The term of office for an independent Audit & Supervisory Board Member shall continue until the conclusion of the Ordinary General Meeting of Shareholders for the last fiscal year that ends within one year from the time of his or her election.

2 Unless otherwise resolved at the Ordinary General Meeting of Shareholders in the preceding paragraph, the independent Audit & Supervisory Board Member shall be deemed as being reelected at such meeting.

Compensation, etc., for Independent Audit & Supervisory Board Member

Article 42

Compensation, etc., for an independent Audit & Supervisory Board Member shall be determined by the representative director with the consent of the Audit & Supervisory Board.

Chapter 7: Accounting

Fiscal Year

Article 43

The fiscal year of the Company shall begin on December 1 of each year and end on November 30 of the following year.

Record Date for Year-End Dividends

Article 44

The record date for year-end dividends from surplus of the Company shall be November 30 of each year.

Interim Dividends

Article 45

The Company may distribute interim dividends by a resolution of the Board of Directors as of the record date of May 31 of each year.

Exclusion from Dividends

Article 46

If the dividend property is monetary, the Company shall be exempted from its obligation to pay dividends when said property is not claimed after the lapse of three full years from the date of commencement of payment.

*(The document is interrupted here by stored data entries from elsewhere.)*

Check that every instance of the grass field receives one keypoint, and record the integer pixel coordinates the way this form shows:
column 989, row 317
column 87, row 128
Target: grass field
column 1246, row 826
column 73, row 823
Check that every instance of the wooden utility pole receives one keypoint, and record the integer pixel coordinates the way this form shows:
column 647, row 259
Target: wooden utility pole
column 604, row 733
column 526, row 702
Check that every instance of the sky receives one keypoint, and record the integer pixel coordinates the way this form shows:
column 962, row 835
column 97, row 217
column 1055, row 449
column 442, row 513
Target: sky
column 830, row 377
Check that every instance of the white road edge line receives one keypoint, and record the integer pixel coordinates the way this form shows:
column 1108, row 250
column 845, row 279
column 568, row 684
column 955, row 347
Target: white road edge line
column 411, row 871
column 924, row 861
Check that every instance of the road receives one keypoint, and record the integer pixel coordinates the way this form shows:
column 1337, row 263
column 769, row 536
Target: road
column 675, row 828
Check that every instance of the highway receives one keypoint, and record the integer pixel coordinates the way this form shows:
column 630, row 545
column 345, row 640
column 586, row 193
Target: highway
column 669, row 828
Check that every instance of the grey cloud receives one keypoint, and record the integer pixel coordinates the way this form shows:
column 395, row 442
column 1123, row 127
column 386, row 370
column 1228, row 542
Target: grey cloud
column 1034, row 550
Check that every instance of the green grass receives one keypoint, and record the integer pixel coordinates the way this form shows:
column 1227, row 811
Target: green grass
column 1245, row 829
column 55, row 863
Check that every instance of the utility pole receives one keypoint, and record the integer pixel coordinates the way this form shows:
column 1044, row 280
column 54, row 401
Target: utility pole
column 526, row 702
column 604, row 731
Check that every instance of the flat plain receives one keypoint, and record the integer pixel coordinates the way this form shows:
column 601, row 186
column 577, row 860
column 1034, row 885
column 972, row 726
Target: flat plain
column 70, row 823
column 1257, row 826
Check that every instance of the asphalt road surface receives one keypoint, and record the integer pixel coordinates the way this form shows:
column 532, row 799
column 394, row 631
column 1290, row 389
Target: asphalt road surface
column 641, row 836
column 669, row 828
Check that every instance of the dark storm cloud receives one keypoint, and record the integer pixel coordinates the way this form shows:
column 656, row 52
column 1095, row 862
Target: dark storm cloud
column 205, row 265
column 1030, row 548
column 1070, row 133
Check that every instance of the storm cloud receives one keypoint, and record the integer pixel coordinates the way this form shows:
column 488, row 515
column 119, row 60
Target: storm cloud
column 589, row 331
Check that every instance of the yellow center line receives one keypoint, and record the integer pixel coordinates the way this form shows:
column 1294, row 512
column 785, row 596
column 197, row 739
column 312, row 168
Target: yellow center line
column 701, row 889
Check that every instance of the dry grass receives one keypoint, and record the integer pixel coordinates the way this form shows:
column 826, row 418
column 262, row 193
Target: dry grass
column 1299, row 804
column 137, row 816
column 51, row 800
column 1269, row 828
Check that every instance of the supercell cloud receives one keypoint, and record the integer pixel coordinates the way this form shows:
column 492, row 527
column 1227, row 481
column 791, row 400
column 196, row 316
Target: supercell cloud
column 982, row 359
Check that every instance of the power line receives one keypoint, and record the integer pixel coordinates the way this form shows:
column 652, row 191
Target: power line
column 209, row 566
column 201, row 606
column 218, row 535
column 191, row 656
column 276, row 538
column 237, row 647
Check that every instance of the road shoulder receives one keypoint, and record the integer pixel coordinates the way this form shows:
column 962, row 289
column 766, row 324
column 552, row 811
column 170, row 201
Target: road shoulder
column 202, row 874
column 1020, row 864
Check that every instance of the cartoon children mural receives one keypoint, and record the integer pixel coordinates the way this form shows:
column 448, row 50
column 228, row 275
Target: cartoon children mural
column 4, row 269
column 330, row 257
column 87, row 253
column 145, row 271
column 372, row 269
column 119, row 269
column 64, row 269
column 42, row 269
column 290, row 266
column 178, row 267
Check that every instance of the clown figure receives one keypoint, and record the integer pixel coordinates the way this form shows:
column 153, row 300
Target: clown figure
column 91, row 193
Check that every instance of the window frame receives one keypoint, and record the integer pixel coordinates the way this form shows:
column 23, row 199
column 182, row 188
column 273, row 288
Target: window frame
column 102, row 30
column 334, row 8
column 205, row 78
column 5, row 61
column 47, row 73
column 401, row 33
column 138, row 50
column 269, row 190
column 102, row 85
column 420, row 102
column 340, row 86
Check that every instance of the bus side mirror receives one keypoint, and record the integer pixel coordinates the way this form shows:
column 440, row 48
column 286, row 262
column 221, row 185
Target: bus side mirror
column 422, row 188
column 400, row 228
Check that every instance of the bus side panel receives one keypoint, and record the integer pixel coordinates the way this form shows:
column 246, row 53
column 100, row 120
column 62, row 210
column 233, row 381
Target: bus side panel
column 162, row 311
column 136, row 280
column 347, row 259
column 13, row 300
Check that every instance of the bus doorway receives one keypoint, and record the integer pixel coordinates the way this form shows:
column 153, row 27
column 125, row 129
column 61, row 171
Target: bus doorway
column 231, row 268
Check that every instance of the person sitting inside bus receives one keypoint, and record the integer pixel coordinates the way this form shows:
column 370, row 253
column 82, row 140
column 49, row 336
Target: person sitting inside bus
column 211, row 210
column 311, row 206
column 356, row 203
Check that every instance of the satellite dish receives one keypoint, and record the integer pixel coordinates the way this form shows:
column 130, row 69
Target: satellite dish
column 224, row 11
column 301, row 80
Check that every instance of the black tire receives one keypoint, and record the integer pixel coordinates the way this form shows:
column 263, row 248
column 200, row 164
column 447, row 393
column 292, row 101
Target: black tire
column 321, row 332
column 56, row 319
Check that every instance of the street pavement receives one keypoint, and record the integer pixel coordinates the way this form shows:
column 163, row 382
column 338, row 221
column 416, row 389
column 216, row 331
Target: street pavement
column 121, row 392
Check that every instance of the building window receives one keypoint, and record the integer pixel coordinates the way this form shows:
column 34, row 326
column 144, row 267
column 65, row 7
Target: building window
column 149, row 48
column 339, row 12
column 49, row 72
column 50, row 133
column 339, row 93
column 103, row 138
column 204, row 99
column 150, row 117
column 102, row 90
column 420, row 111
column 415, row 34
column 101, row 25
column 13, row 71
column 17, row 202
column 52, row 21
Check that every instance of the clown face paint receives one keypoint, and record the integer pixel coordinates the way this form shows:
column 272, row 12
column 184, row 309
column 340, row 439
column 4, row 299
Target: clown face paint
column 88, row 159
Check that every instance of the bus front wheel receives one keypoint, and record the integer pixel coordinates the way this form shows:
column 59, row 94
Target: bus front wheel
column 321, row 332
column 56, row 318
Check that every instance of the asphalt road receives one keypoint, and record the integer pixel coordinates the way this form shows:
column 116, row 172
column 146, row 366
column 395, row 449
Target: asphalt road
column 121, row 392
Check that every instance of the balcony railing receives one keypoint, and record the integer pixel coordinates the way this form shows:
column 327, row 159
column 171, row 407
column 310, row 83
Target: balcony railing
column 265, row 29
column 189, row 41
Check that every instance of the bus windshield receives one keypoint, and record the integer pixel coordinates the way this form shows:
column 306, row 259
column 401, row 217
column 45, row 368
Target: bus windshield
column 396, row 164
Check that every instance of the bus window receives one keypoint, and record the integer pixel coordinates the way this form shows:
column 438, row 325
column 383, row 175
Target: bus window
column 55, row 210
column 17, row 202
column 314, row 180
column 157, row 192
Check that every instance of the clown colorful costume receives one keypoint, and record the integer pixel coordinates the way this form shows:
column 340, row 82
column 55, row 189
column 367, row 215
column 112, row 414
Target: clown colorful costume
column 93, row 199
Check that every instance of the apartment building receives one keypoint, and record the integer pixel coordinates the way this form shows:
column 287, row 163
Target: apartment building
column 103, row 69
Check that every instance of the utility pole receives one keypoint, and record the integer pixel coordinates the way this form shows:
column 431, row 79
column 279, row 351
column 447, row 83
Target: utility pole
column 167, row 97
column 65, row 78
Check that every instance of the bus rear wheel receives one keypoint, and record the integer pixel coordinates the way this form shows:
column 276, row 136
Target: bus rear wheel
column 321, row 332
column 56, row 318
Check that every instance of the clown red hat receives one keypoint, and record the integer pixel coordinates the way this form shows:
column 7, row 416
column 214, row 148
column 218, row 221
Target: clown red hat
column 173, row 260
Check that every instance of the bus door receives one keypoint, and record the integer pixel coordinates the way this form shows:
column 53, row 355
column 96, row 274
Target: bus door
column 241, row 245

2 Interest shall not be accrued on unpaid year-end dividends and interim dividends.

Chapter 8: Takeover Defense

Takeover Defense

Article 47

The General Meeting of Shareholders may resolve to adopt, exercise, maintain, and abolish takeover defense measures.

2 The takeover defense measures in the preceding paragraph shall refer to those measures intended to make it difficult to accomplish a takeover the Company, including the issuance or allotment of shares or share options for purposes other than business purposes such as fund-raising, which are adopted by the Company prior to the commencement of a takeover against the Company for the purpose of protecting and enhancing the corporate value of the Company and the common interests of shareholders.

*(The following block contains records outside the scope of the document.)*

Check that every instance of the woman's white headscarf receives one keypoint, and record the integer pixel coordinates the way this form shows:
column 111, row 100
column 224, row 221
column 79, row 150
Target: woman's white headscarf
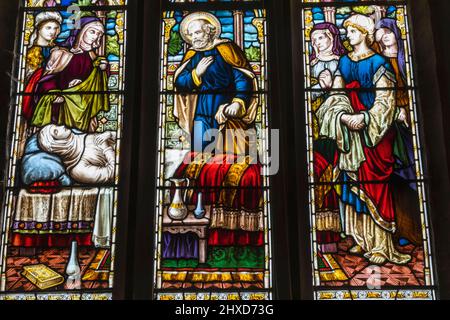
column 364, row 24
column 41, row 18
column 70, row 150
column 328, row 53
column 81, row 45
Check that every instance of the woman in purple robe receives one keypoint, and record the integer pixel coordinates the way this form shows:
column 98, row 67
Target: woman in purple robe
column 327, row 50
column 72, row 70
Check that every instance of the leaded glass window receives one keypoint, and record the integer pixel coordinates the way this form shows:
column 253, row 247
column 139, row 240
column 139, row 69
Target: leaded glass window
column 58, row 228
column 369, row 223
column 213, row 231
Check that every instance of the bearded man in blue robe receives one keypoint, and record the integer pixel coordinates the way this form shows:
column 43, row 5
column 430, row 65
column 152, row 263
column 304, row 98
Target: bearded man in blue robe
column 215, row 88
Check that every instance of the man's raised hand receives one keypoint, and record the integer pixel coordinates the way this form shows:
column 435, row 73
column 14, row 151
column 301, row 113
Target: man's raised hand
column 203, row 65
column 233, row 110
column 353, row 121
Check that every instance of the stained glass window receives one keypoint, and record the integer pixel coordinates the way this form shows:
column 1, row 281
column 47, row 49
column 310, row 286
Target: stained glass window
column 369, row 224
column 213, row 230
column 58, row 227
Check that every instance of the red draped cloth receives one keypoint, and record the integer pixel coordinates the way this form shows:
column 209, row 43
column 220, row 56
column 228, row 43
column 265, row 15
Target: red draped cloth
column 378, row 167
column 28, row 100
column 330, row 201
column 247, row 194
column 50, row 241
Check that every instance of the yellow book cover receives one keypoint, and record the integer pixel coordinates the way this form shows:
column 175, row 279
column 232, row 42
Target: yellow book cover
column 42, row 276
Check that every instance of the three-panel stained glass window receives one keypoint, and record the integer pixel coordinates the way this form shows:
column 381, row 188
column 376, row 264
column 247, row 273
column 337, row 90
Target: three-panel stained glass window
column 59, row 215
column 370, row 233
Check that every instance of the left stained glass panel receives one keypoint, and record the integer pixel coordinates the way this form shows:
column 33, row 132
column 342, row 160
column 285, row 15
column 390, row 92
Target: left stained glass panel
column 59, row 212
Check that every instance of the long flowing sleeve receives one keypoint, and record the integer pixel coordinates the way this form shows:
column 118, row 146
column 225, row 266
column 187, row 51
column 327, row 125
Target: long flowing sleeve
column 330, row 126
column 187, row 80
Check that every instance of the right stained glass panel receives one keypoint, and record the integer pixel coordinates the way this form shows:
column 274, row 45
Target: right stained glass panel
column 369, row 226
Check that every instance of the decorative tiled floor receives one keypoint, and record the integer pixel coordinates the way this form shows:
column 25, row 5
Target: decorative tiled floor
column 362, row 274
column 54, row 258
column 231, row 280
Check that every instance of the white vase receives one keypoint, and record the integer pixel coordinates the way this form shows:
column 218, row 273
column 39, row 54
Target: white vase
column 200, row 211
column 178, row 209
column 73, row 269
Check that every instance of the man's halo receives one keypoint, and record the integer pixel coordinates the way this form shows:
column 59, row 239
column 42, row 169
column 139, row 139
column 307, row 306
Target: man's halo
column 199, row 16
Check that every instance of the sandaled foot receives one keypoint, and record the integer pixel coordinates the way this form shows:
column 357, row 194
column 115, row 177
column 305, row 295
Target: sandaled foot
column 377, row 258
column 357, row 249
column 402, row 258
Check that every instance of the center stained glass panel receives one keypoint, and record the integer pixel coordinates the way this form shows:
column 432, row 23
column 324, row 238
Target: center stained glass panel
column 213, row 230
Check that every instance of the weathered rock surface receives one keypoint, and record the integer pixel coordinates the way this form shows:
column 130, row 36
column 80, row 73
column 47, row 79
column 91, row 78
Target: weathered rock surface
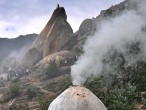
column 53, row 38
column 77, row 98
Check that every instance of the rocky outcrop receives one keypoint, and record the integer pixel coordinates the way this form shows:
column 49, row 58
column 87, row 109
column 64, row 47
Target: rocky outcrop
column 77, row 98
column 54, row 37
column 21, row 44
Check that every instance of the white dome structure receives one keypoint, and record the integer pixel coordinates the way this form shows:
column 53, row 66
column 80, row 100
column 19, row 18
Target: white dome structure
column 77, row 98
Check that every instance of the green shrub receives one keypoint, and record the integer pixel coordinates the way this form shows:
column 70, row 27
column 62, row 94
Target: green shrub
column 121, row 98
column 14, row 90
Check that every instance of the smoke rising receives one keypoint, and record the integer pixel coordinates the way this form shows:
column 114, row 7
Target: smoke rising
column 116, row 34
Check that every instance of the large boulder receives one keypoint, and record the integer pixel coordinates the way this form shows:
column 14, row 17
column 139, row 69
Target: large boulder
column 53, row 38
column 77, row 98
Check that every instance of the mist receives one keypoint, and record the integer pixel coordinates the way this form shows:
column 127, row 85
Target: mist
column 116, row 34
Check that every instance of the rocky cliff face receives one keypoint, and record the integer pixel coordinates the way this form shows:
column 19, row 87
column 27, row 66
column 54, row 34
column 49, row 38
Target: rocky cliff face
column 7, row 46
column 53, row 38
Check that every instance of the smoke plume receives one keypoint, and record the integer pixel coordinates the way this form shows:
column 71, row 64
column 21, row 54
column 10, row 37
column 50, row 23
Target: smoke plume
column 117, row 33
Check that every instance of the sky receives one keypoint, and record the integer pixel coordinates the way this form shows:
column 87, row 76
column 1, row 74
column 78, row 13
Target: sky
column 21, row 17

3 When deciding matters relating to the issuance or allotment of share options as part of takeover defense measures, the Company may put in place all or part of the following:

  • (1) Certain persons specified in the takeover defense measures (hereinafter referred to as the "Non-Qualified Persons") shall not exercise the share options.
  • (2) The Company may acquire share options only from persons other than the Non-Qualified Persons and deliver the Company's shares in exchange.
  • (3) The Company may acquire share options from the Non-Qualified Persons and deliver the Company's shares, new share options, bonds, cash, or other considerations in exchange.